Data Mining II
Building on the Data Mining fundamentals course, this course deepens the theory and practice of advanced data mining topics, such as:
- Data Preprocessing
- Regression and Forecasting
- Dimensionality Reduction
- Anomaly Detection
- Time Series Analysis
- Parameter Tuning
- Ensemble Methods
- Deep Learning
The course consists of a lecture together with accompanying practical exercises as well as student team projects. In the exercises the participants will gather initial expertise in applying state of the art data mining tools on realistic data sets.
Like in the previous years, participants will take part in the annual Data Mining Cup (DMC), an international student competition in data mining, as part of the project work. In addition to the DMC submission, the approaches and results of the project have to be compiled into a written project report, and presented in a plenary session.
Time and Location
Lecture:
- Tuesday, 13.45 – 15.15, A1.04 <- might be changed!

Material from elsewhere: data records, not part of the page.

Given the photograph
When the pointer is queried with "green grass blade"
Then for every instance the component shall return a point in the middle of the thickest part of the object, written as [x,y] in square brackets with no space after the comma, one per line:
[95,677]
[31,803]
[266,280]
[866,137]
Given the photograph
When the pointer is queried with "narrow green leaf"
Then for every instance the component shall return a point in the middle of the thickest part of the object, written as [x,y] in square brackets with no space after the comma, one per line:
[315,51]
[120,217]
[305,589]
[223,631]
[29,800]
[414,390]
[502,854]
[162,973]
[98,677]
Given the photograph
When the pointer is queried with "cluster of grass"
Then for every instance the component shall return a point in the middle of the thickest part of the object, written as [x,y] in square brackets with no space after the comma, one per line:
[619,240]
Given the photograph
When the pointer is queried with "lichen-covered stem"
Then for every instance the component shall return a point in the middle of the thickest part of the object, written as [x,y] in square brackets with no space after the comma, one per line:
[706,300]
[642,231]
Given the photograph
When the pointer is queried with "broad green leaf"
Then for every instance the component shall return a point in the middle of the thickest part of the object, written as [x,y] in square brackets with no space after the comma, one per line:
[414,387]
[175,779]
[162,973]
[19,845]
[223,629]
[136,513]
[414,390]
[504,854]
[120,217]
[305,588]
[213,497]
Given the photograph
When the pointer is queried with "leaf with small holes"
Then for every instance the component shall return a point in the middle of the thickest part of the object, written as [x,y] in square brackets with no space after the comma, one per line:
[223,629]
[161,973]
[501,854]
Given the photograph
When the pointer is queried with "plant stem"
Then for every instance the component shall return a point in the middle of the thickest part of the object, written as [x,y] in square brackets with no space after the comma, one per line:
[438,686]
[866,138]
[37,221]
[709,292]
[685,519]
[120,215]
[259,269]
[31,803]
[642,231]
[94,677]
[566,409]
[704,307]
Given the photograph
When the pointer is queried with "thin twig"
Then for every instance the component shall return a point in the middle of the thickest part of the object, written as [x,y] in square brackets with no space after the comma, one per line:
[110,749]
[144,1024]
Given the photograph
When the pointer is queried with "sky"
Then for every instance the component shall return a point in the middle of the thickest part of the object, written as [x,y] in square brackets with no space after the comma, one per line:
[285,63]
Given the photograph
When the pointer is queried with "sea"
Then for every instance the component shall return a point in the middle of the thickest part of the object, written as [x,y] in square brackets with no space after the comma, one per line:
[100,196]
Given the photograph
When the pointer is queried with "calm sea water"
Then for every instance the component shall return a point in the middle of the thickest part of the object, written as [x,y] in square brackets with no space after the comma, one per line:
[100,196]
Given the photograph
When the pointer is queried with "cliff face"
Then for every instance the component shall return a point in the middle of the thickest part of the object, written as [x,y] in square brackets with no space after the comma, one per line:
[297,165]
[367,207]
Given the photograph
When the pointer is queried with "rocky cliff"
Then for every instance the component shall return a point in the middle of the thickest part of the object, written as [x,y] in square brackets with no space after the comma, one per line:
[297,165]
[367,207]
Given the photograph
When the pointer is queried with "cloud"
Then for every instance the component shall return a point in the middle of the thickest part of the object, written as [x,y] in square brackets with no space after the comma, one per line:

We'll have two alternatives for the exercise:
- Exercise: Monday, 10.15 – 11.45, A 5, 6, C012
- Exercise: Monday, 12.00 – 13.30, A5, 6, C015
Both of these dates are offered, and you have to decide for one.
Instructors
Final exam
- 60 % written exam
- 40 % project work
Exam Review
- The exam review for the first and second exam from FSS2018 will take place on : Thursday, 27 September, 9am, in room C1.01 (building B6, 26).
Slides and Excercises
- Slides and exercises will be posted here. Exercise solutions will be made available via ILIAS.
Participation FSS 2018
- The course is open to students of the Master Business Informatics, Master Data Science, and Lehramt Informatik.
- Due to popular demand, we have doubled the capacity to 64 participants.
- Registration is done via the ILIAS group.
- Registration will be opened Friday, 9 February, 9:00 am using this link.
- Allocation of places is done by FCFS (limit 64 students)
Outline
- 13.02.: Organization (slides), Preprocessing (slides)
- 16.02/19.02.: Exercise 1 – Data Preprocessing
- 20.02.: Regression (slides)
- 23.02/26.02.: Exercise 2 – Regression
- 27.02.: Anomaly Detection (slides)
- 02.03/05.03.: Exercise 3 – Anomaly Detection
- 06.03.: Ensembles (slides)
- 09.03./12.03.: Exercise 4 – Ensembles
- 13.03.: Time Series (slides)
- 16.03./19.03.: Exercise 5 – Time Series
- 20.03.: Neural Networks (slides)
- 23.03: Exercise 6 – Neural Networks
- Easter Break
- 10.04.: Parameter Tuning (slides), DMC kick off (slides)
- 17.04.: DMC intermediate presentation
- 24.04.: DMC intermediate presentation
- 08.05.: DMC intermediate presentation
- 15.05.: DMC intermediate presentation
- 22.05.: DMC final presentation
Literature
Pang-Ning Tan, Michael Steinbach, Vipin Kumar: Introduction to Data Mining, Pearson.
Ian H. Witten, Eibe Frank, Mark A. Hall: Data Mining: Practical Machine Learning Tools and Techniques, 3rd Edition, Morgan Kaufmann.
Bing Liu: Web Data Mining, 2nd Edition, Springer.
Further literature on specific topics will be announced in the lecture.
Software
- We will use the most recent version of RapidMiner. Licence key handling will be discussed within the first sessions of this course.
- You are invited to work with other tools (Python, R, etc.) if you like.
Lecture Videos
- Video recordings of the Data Mining II lectures are available here (accessible from within the university network or VPN).